DEV Community

Namsi Lydia
Namsi Lydia

Posted on

Concurrency Control Techniques in Postgresql: A Comprehensive Analysis

This article describes the behavior of the PostgreSQL database system when two or more sessions try to access the same data at the same time. The goals in that situation are to allow efficient access for all sessions while maintaining strict data integrity.

What is concurrency control
Concurrency control is the most essential and important aspect of any database system that ensures that transactions can be executed concurrently without leading to data inconsistencies.

Some of the concurrency techniques used by postgresql include:

  1. MVCC(Multi-version concurrency Control)
  2. Explicit Locking
  3. Transaction Isolation

Multi-version Concurrency Control (MVCC)
Unlike traditional database systems which use locks for concurrency control, PostgreSQL maintains data consistency by using a multiversion model (Multiversion Concurrency Control, MVCC). This means that while querying a database each transaction sees a snapshot of data (a database version) as it was some time ago, regardless of the current state of the underlying data.
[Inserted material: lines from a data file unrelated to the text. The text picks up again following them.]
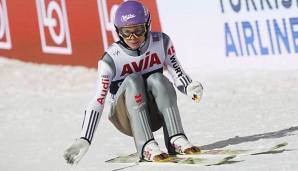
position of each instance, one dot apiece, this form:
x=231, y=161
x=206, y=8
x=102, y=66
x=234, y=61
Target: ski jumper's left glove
x=76, y=151
x=195, y=91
This protects the transaction from viewing inconsistent data that could be caused by (other) concurrent transaction updates on the same data rows, providing transaction isolation for each database session.Mvcc is good with read operations

The main advantage to using the MVCC model of concurrency control rather than locking is that in MVCC locks acquired for querying (reading) data do not conflict with locks acquired for writing data, and so reading never blocks writing and writing never blocks reading.

Transaction Isolation
Transaction isolation is a concept in most database management systems that defines the extent to which the operations within a transaction are isolated from the effects of other concurrently executing transactions. In other words, it ensures that the intermediate states of a transaction are not visible to other transactions until the transaction is committed.

on the other hand isolation level is a property that can be set for a transaction, and it determines the degree to which a transaction is isolated from the effects of other concurrent transactions.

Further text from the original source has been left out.